After weeks of speculation, Qube Holdings Ltd (ASX: QUB) has launched a counter bid to Brookfield Infrastructure Partners' $9.10 per bid for the shares of Asciano Ltd (ASX: AIO) it does not already own.
Qube has formed a 'consortium' that includes Global Infrastructure Management LLC (GIP) and the Canada Pension Plan Investment Board (CPPIB), valuing Asciano shares at $9.25. Asciano shareholders stand to receive approximately 75% of the offer in cash, with the balance in Qube shares.
"The Proposal represents superior value to the conditional scheme of arrangement and conditional proposed takeover offer announced by Brookfield Infrastructure Partners L.P. ("Brookfield")", Qube's ASX announcement read.
Brookfield's takeover offer previously raised some, "red flags" from the ACCC, the competition watchdog. To this end, Qube says its offer, while attracting minimal ACCC review and conditionality, has been structured in a manner to be, "uncontroversial from a competition law perspective" since Qube is seeking to take ownership of select assets – not the entire group.
Under the proposed deal, Qube is seeking to acquire the Asciano's Patrick container terminal business and its interest in Australian Amalgamated Terminals. Qube's two partners will acquire Asciano's larger rail business. "Following implementation of the Proposed Transaction, Asciano (under GIP/CPPIB ownership) would continue to own and operate the Bulk, Automotive and Port Services business pending a sale process."
Although Qube's proposal may eliminate some regulatory concerns for Asciano shareholders, it'll also require Asciano's board to provide due diligence, so that the process can be progressed as quickly as possible.

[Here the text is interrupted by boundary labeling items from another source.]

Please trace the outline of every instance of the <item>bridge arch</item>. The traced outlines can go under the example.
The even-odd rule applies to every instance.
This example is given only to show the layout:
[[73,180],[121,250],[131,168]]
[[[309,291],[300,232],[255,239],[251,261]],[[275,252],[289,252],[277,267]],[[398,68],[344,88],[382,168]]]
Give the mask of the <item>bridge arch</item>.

The consortium hopes to have its due diligence completed by mid-December. Only then would an implementation deed with Asciano be entered. Qube said the consortium's implementation deed with Asciano would, "include provisions which are no less favourable to Asciano than the amended implementation deed agreed with the Brookfield consortium on 9 November 2015." Therefore, the consortium's offer is not legally binding and is subject to a number of conditions being met.
"The Asciano Board is considering this proposal," Asciano said in an ASX announcement. "The Asciano Board remains committed to maximising value for Asciano shareholders and will continue to keep the market informed of any material developments."
Foolish Takeaway
On the day of the company's Annual General Meeting, Asciano shareholders will likely be left scratching their heads following today's announcement. Indeed, although the Consortium's offer appears superior than Brookfield's it also seems more convoluted. However, the ACCC's "red flags" are another key area of uncertainty that shareholders must take into account when forming an opinion.
As we await further developments and the Asciano board decision, at least shareholders know they are holding a valuable asset.